The exchange rate between the naira and the dollar closed yesterday at N370 to $1 hitting another new low. The exchange rate has depreciated to a new low every day since last Friday as dollar scarcity continues to bite hard.
Black market operators spoken to by Nairametrics opine that the exchange rate could depreciate to about N400 to the dollar citing the scarcity of the green back as reason.
The exchange rate has been on a downward spiral since the CBN shut out black marker operators from its window starving the parallel market of a major source of forex. Traders also attribute the scarcity to rumours that the CBN could ban sale of forex for school fees and medical tourism.

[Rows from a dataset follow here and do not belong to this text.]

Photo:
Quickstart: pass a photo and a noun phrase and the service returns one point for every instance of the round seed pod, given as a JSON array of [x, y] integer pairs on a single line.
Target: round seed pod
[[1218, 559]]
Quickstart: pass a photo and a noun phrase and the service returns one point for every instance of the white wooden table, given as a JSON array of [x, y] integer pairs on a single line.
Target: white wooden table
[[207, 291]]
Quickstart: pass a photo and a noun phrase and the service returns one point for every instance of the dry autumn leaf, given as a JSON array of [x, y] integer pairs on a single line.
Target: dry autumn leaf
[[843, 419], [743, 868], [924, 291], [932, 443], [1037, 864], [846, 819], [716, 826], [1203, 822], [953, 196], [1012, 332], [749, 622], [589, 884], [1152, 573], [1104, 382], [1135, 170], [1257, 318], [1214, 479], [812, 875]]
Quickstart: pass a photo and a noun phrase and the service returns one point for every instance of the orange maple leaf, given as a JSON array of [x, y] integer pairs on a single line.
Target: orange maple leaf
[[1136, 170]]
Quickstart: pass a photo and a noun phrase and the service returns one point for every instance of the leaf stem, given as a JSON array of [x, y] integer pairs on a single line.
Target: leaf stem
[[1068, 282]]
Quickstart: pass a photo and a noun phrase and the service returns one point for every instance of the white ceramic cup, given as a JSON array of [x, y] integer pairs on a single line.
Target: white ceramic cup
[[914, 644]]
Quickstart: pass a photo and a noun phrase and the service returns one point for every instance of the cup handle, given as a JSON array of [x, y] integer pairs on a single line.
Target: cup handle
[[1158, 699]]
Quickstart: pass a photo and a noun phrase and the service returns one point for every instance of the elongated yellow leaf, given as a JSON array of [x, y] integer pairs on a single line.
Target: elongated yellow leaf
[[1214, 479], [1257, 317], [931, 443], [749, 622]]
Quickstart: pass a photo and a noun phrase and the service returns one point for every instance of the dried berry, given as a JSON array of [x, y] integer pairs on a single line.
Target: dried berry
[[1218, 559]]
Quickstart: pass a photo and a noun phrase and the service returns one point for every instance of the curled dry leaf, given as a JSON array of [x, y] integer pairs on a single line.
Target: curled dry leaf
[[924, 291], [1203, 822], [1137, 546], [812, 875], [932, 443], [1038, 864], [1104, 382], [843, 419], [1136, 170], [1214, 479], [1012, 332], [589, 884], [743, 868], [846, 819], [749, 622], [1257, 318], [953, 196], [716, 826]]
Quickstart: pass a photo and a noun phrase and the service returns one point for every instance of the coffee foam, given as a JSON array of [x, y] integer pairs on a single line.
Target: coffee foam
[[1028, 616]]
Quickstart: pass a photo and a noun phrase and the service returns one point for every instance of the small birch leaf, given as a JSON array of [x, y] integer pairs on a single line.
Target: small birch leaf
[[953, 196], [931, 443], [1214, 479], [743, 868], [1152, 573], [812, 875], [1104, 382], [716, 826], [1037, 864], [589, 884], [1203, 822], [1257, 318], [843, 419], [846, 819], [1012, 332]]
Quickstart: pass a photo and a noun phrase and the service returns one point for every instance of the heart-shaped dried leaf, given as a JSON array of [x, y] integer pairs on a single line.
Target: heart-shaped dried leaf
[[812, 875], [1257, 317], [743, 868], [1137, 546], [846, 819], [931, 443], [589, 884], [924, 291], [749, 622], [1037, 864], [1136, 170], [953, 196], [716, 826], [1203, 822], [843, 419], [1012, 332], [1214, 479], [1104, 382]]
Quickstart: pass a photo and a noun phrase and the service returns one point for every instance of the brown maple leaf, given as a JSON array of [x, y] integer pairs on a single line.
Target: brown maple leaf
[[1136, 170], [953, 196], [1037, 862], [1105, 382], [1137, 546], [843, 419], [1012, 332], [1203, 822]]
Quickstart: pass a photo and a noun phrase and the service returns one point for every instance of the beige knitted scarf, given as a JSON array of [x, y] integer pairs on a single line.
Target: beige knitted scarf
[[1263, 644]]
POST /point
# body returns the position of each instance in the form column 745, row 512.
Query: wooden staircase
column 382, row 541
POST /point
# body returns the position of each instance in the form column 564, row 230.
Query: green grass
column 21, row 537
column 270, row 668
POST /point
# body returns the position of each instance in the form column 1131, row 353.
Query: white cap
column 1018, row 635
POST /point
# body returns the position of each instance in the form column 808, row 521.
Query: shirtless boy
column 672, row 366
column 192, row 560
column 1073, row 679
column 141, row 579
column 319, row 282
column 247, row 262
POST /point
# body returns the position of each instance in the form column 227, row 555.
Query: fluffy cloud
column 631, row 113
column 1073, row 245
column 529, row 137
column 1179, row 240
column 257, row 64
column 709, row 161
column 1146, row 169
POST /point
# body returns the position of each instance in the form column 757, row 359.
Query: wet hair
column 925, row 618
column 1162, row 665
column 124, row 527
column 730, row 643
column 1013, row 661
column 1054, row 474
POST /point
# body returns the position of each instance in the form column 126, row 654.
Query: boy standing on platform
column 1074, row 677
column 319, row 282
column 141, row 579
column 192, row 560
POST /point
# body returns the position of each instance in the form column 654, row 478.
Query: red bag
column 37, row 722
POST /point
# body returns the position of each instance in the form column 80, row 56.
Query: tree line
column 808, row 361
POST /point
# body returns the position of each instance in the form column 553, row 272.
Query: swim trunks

The disparity between the naira and dollar has created huge arbitrage opportunities with for round tripping. Investigations by Nairametrics also suggest that buyers of personal or business travel allowances at the official rates have also ended up selling all or part of the forex at the black market cashing in on over 40% of their returns.
Analysts also believe the free-falling exchange rate further buttresses CBN’s view that forex sold to BDC operators mostly found its way to the parallel market. The gap it created has clearly showed how important the official window was to the parallel market supply chain. It is also widely believed that the true value of the Naira could be in the region of N250-N280 suggesting that the current price could be artificial.
The CBN external reserves now stands at about $27.8 billion dollars down by about $1 billion dollars since the beginning of the year.